I've invested in several startups, as an employee exercising options, and also as an investor. Unless you have a lot of money to spread around, you're better off investing in the stock market.
I've invested in several private equity funds, and many times those funds negotiate things that are far more lucrative than equity, such as temporary or permanent revenue splits, convertible notes which may be partially paid off before converting into extremely large positions in the companies, you name it. In this structure, I realize from experience, that it is not possible to compare the fund's performance to the stock market, as every limited partner has their own unique exposure to investments that all perform differently.

I've seen the headlines that match what you said, the S&P returns more than picking various startups to invest in most of the time, and that many funds also mirror that, in reality I think all discussion about this is inaccurate, because there are additional variables to account for.
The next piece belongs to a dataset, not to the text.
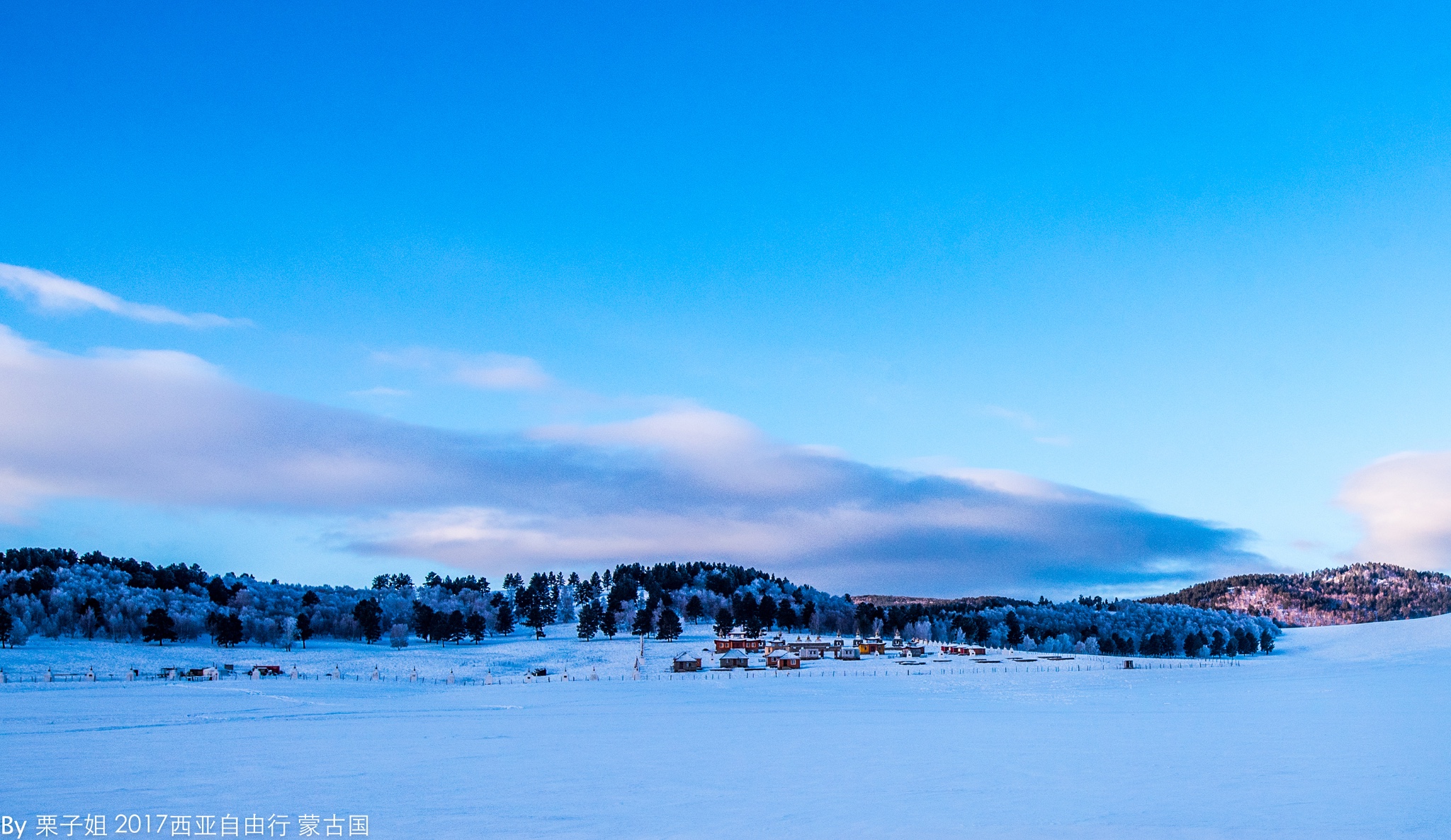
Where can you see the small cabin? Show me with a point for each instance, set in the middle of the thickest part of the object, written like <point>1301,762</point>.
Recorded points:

Maybe actual equity will underperform just picking S&P equity. But so much more is actually happening which will never show up on a cap table or comparison of valuation growth or any mandated disclosure.

Sounds interesting... What's the typical amount of capital you'd need to get involved with a private equity fund?
$1mm will get you access to almost all.

Top ones like to turn people away just for the headline that they turned someone valuable away, so they somewhat also rely on relationships and schmoozing to get in.

In reality though, so many people are all talk about their ability to actually move any money, that $1mm will get you in everywhere. You know the saying: money talks, bullshit walks.

Note: there are other regulatory gatekeeping tiers above accredited investor, but they are all self-certifications too which means you can just say you have $5mm or $10mm in net worth, etc.

Awesome - no reason to keep anyone from investing in them. Anyone loses their money, their fault no matter position in life.